An electric motor is an electrical machine that converts electrical energy into mechanical energy. The reverse conversion of mechanical energy into electrical energy is done by an electric generator.

In normal motoring mode, most electric motors operate through the interaction between an electric motor's magnetic field and winding currents to generate force within the motor. In certain applications, such as in the transportation industry with traction motors, electric motors can operate in both motoring and generating or braking modes to also produce electrical energy from mechanical energy.

Found in applications as diverse as industrial fans, blowers and pumps, machine tools, household appliances, power tools, and disk drives, electric motors can be powered by direct current (DC) sources, such as from batteries, motor vehicles or rectifiers, or by alternating current (AC)sources, such as from the power grid, inverters or generators. Small motors may be found in electric watches. General-purpose motors with highly standardized dimensions and characteristics provide convenient mechanical power for industrial use. The largest of electric motors are used for ship propulsion, pipeline compression and pumped-storage applications with ratings reaching 100 megawatts. Electric motors may be classified by electric power source type, internal construction, application, type of motion output, and so on.

Electric motors are used to produce linear or rotary force (torque), and should be distinguished from devices such as magnetic solenoids and loudspeakers that convert electricity into motion but do not generate usable mechanical powers, which are respectively referred to as actuators and transducers.


An AC motor is an electric motor driven by an alternating current (AC).
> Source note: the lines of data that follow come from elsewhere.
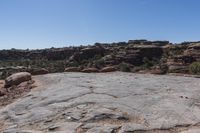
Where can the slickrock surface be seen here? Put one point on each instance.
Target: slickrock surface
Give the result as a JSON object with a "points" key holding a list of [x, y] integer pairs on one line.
{"points": [[106, 103]]}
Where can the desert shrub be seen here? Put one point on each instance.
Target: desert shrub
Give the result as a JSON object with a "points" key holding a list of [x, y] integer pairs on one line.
{"points": [[124, 67], [194, 68]]}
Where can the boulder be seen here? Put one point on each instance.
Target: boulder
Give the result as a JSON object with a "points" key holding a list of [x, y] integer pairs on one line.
{"points": [[72, 69], [17, 78], [90, 70], [108, 69]]}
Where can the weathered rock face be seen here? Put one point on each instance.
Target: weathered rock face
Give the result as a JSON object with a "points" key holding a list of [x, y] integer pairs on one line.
{"points": [[39, 71], [108, 69], [106, 103], [17, 78], [90, 70], [142, 54], [72, 69], [193, 51]]}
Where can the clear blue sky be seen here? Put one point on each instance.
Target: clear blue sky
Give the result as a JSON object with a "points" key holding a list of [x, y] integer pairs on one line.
{"points": [[58, 23]]}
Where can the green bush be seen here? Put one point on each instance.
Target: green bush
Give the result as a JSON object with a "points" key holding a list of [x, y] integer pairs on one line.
{"points": [[194, 68]]}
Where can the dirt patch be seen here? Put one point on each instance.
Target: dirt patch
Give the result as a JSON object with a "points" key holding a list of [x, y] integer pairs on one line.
{"points": [[9, 95]]}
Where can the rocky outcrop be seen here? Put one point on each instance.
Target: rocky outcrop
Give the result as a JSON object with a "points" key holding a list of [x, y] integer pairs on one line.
{"points": [[72, 69], [38, 71], [106, 103], [17, 78], [140, 54], [90, 70], [108, 69]]}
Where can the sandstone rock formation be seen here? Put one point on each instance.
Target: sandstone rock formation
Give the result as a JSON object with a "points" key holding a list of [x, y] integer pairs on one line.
{"points": [[140, 54], [17, 78], [108, 69], [106, 102], [72, 69], [90, 70]]}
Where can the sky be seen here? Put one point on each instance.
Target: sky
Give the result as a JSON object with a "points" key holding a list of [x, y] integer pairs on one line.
{"points": [[59, 23]]}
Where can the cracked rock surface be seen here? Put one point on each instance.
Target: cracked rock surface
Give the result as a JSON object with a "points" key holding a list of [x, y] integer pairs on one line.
{"points": [[106, 103]]}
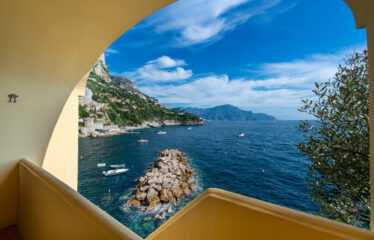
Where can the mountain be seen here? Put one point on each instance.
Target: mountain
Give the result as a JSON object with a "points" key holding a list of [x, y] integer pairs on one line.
{"points": [[227, 112], [115, 101]]}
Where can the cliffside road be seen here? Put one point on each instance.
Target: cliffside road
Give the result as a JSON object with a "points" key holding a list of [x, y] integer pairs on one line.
{"points": [[166, 181]]}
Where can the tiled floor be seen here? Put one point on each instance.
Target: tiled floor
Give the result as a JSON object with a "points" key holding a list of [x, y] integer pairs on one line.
{"points": [[10, 233]]}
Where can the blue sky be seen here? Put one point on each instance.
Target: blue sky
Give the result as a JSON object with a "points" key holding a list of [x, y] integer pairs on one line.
{"points": [[260, 55]]}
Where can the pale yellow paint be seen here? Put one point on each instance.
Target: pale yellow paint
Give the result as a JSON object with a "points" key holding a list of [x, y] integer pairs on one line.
{"points": [[370, 37], [221, 215], [363, 11], [46, 47], [64, 140], [49, 209]]}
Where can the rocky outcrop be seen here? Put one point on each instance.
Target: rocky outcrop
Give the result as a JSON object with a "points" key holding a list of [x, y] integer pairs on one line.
{"points": [[166, 181], [101, 69]]}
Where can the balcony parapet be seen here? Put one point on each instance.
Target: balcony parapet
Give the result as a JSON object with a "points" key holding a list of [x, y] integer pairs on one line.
{"points": [[49, 209], [218, 214]]}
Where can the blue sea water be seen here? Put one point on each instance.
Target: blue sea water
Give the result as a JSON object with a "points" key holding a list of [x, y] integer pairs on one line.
{"points": [[264, 164]]}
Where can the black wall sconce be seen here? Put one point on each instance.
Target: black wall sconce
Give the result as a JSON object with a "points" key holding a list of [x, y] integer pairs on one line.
{"points": [[12, 97]]}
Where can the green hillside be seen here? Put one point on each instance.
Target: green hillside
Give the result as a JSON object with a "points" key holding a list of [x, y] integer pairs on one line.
{"points": [[127, 106]]}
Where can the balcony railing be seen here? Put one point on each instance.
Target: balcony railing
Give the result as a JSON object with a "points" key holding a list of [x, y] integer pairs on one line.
{"points": [[49, 209]]}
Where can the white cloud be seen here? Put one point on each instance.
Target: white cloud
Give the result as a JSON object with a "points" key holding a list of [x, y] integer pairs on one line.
{"points": [[202, 21], [111, 51], [273, 85], [161, 70]]}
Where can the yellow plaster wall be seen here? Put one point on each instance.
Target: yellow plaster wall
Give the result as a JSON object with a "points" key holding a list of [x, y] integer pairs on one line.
{"points": [[46, 47], [49, 209], [221, 215], [370, 37], [61, 157]]}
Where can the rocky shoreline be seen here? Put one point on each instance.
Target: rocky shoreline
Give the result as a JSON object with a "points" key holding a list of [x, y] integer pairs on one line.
{"points": [[85, 132], [166, 181]]}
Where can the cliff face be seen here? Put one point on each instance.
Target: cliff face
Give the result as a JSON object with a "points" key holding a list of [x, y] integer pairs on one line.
{"points": [[117, 101], [127, 85], [100, 68], [229, 113]]}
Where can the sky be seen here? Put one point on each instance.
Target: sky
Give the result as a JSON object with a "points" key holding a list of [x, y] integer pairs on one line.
{"points": [[259, 55]]}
The AC motor commonly consists of two basic parts, an outside stationary stator having coils supplied with alternating current to produce a rotating magnetic field, and an inside rotor attached to the output shaft producing a second rotating magnetic field. The rotor magnetic field may be produced by permanent magnets, reluctance saliency, or DC or AC electrical windings.

Less commonly, linear AC motors operate on similar principles as rotating motors but have their stationary and moving parts arranged in a straight line configuration, producing linear motion instead of rotation.

A synchronous electric motor is an AC motor in which, at steady state, the rotation of the shaft is synchronized with the frequency of the supply current; the rotation period is exactly equal to an integral number of AC cycles. Synchronous motors contain electromagnets on the stator of the motor that create a magnetic field which rotates in time with the oscillations of the line current. The rotor with permanent magnets or electromagnets turns in step with the stator field at the same rate and as a result, provides the second synchronized rotating magnet field of any AC motor.

The synchronous motor and induction motor are the most widely used types of AC motor. The difference between the two types is that the synchronous motor rotates in exact synchronism with the line frequency and as a result, does not rely on current induction due to slip to produce a synchronized rotating magnetic field with the stator rotating magnetic field by another set of electromagnets. In contrast the induction motor requires "Slip", the rotor must rotate slightly slower than the AC current alternations, to develop torque by inducing current into a second winding set, such as a squirrel cage winding. Therefore small synchronous motors are used in timing applications such as in synchronous clocks, timers in appliances, tape recorders and precision servomechanisms in which the motor must operate at a precise speed.

Synchronous motors are available in sub-fractional self-excited sizes to high-horsepower industrial sizes. In the fractional horsepower range, most synchronous motors are used where precise constant speed is required. In high-horsepower industrial sizes, the synchronous motor provides two important functions. First, it is a highly efficient means of converting AC energy to work. Second, it can operate at leading or unity power factor and thereby provide power-factor correction.